Fue en 1998 cuando hice mi primer curso de manejo como periodista de autos. Estábamos en una base aérea en las afueras de Sindelfingen, sede de Mercedes-Benz, que me había invitado para ese curso. En él aprendí muchas cosas, como la posición correcta de sentarse al volante, con la espalda pegada al respaldo, las dos muñecas sobre el volante y los brazos ligeramente doblados.
Aprendí también a siempre mirar al lugar a donde quieres que vaya el auto, no a la salida de la curva, mucho menos al precipicio. Descubrí que era más seguro conducir con los pulgares arriba del volante y no adentro y que si necesitamos frenar en una emergencia, la forma correcta de hacerlo es usando toda la fuerza sobre el pedal, como si lo quisiéramos romper.
Sí, muchos autos tienen hoy tecnología que evita que esto sea necesario, pero los que no cuentan con el Brake Assistant (BA) más vale que pisemos el freno como si nuestra vida dependiera de eso, hasta porque es posible que dependa. La más importante lección de todas, sin embargo, fue conocer al mejor piloto del mundo.
De forma cotidiana vemos en las calles a gente que conduce como si estuvieran en una competencia, como si llegar más rápido a la siguiente esquina o detenerse antes que nadie en el siguiente semáforo, pagara más dinero y generara más prestigio que una victoria de Checo Pérez en la Fórmula 1.
La gran diferencia es que en las carreras de autos los pilotos arriesgan la vida para obtener un trofeo, para conseguir más patrocinadores, para hacer dinero, en pocas palabras. Los “pilotos de calle” solo arriesgan su vida y las de otros por ego, por sentirse más listos que los demás. Ven al resto de nosotros como unos idiotas que estamos al volante con el único propósito de estorbarles el paso.
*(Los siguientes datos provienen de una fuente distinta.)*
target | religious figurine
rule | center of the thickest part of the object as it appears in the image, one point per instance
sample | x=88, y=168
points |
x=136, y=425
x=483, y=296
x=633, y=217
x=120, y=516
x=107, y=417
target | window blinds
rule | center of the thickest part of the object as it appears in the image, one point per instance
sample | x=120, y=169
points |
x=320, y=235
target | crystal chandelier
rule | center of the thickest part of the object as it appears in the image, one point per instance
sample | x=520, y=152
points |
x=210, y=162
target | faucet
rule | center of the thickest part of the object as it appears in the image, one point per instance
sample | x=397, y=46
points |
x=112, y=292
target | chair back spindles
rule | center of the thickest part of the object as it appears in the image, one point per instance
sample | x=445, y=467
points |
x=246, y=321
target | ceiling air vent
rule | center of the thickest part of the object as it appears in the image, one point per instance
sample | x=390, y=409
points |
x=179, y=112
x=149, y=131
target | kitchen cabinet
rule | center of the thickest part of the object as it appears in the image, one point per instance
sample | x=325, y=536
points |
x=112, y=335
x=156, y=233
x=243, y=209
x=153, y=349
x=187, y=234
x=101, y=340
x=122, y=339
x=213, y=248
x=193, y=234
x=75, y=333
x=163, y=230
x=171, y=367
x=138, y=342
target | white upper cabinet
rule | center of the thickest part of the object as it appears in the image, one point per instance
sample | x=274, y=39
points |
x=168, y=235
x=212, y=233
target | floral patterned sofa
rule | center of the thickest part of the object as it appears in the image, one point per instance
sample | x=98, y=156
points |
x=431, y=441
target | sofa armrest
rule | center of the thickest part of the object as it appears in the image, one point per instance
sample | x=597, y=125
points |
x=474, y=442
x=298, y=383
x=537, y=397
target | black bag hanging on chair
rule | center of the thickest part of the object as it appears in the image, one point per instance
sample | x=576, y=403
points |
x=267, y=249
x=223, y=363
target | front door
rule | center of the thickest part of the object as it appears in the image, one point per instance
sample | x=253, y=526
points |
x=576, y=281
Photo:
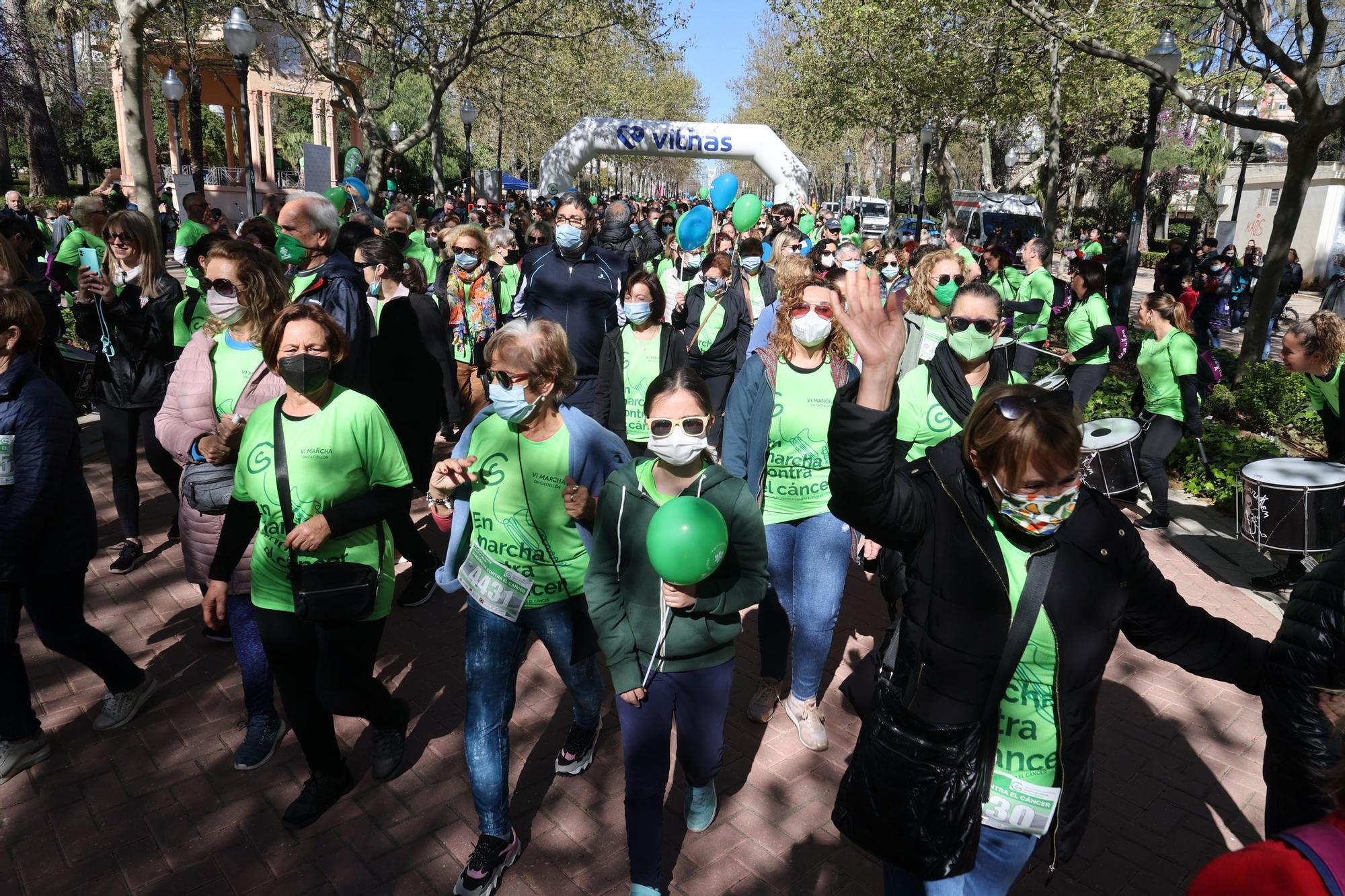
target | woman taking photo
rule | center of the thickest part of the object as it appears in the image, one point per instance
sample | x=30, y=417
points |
x=126, y=315
x=523, y=486
x=1090, y=335
x=670, y=647
x=634, y=357
x=1011, y=489
x=1169, y=396
x=414, y=380
x=215, y=389
x=775, y=439
x=345, y=470
x=718, y=326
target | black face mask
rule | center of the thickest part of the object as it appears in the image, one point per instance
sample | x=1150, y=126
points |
x=306, y=373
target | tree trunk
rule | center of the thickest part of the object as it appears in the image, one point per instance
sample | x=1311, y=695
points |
x=46, y=171
x=1299, y=178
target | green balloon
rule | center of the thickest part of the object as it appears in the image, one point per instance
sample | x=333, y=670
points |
x=747, y=212
x=687, y=540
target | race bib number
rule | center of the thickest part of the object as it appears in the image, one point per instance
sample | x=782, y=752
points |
x=493, y=584
x=1019, y=806
x=6, y=460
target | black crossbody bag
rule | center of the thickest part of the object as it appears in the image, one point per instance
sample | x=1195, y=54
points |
x=334, y=591
x=914, y=791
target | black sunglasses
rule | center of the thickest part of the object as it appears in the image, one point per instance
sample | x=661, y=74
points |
x=1019, y=407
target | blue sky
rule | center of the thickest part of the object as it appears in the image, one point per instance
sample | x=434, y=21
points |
x=716, y=44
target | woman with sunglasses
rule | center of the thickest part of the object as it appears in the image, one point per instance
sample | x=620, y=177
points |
x=126, y=315
x=718, y=326
x=670, y=647
x=1090, y=337
x=972, y=520
x=520, y=498
x=215, y=389
x=634, y=357
x=775, y=438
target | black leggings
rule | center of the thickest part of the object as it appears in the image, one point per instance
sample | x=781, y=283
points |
x=325, y=670
x=120, y=431
x=1161, y=438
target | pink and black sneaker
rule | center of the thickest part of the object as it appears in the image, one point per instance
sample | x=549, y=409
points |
x=486, y=866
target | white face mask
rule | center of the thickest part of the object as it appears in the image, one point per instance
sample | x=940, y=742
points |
x=810, y=330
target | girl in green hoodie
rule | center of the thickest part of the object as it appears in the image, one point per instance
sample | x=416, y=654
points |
x=670, y=647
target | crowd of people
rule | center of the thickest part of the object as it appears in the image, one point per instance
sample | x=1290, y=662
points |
x=837, y=400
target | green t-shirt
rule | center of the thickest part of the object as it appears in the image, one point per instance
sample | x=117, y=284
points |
x=1161, y=364
x=502, y=525
x=1082, y=325
x=1039, y=284
x=333, y=456
x=921, y=419
x=235, y=364
x=640, y=368
x=1030, y=740
x=798, y=459
x=1325, y=393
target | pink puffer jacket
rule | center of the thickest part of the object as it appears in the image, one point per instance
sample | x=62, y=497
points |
x=188, y=413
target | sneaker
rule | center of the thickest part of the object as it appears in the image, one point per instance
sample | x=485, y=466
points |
x=419, y=588
x=17, y=755
x=319, y=794
x=119, y=709
x=765, y=700
x=808, y=719
x=701, y=805
x=486, y=866
x=264, y=735
x=389, y=748
x=131, y=556
x=1152, y=522
x=578, y=752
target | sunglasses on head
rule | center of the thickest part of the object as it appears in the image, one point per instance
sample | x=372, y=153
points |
x=662, y=427
x=984, y=327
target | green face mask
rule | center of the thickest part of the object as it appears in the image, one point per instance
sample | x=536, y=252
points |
x=290, y=249
x=970, y=345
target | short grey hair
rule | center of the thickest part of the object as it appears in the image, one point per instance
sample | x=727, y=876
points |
x=319, y=210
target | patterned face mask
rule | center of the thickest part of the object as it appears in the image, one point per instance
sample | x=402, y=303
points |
x=1038, y=514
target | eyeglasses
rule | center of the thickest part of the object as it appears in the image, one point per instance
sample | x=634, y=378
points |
x=824, y=311
x=983, y=326
x=662, y=427
x=1019, y=407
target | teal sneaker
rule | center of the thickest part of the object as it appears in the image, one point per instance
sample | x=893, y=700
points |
x=701, y=805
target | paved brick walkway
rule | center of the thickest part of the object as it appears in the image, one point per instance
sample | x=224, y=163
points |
x=158, y=807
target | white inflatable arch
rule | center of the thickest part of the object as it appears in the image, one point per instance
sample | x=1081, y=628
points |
x=688, y=139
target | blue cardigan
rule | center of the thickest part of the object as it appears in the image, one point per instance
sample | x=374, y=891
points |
x=595, y=454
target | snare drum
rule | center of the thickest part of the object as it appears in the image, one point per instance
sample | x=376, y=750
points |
x=1112, y=455
x=1293, y=505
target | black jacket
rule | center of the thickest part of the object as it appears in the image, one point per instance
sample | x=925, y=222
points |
x=730, y=349
x=610, y=396
x=1307, y=655
x=957, y=610
x=137, y=374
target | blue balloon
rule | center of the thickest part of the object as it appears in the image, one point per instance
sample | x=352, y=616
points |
x=724, y=190
x=693, y=229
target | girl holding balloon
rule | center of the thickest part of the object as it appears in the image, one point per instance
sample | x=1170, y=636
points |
x=679, y=552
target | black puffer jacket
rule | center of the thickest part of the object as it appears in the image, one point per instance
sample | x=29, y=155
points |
x=957, y=610
x=1307, y=655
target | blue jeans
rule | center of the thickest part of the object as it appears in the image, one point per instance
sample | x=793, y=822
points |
x=808, y=563
x=1000, y=860
x=496, y=649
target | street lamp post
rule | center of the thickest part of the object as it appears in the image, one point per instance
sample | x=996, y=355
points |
x=926, y=146
x=1168, y=57
x=469, y=115
x=241, y=40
Competitividad e inteligencia
Puedo entender perfectamente al que ve a un lento adelante de sí y se enoja. Principalmente cuando ese lento conduce de forma inadecuada, cerrando el paso, estacionando donde roba un carril solo porque no quiere orillarse, etcétera. Pero la reacción, tan común en muchos, de la revancha inmediata, de buscar instintivamente “dar una lección” que casi nunca será aprendida, no es algo inteligente. Como tampoco lo es dejarse provocar por el imbécil que trata las calles como pista de carreras, que se pone en doble fila del semáforo para dar la vuelta antes y no esperar un turno más de semáforo en verde, o el que rebasa a todos los que esperan en una fila para de último momento meterse en un espacio en el que no cabría si alguien no lo hubiera dejado pasar. Lo peor es que el gandalla se cree listo, cuando el verdaderamente inteligente es el que le cedió el paso para evitar un problema.
Porque el piloto más rápido del mundo, hoy en día el británico Lewis Hamilton, solo es el mejor porque en su profesión ser el más rápido significa ser el mejor, el más eficiente, el que mejor provecho le saca a su coche y el que de mejor manera toma las curvas y acelera saliendo de ellas. En la vida real ser el mejor piloto no se define por el que llega primero, no es el que presume llegar de la Ciudad de México a Acapulco en menos de 4 horas o de Guadalajara a Puerto Vallarta en menos de 3. El mejor piloto del mundo es el que llega sin accidentes, sin haber puesto en riesgo la vida suya y de los demás. Y esto, por más obvio que siempre haya parecido, también lo aprendí en ese curso de Mercedes-Benz. Porque a veces pensamos saber algo, pero es solo en el momento en el que realmente tomamos consciencia de ello y lo ponemos en práctica, que podemos considerar esa lección aprendida. A partir de entonces, nos resta la eterna vigilancia sobre nosotros mismos para no olvidar ese fundamental aprendizaje.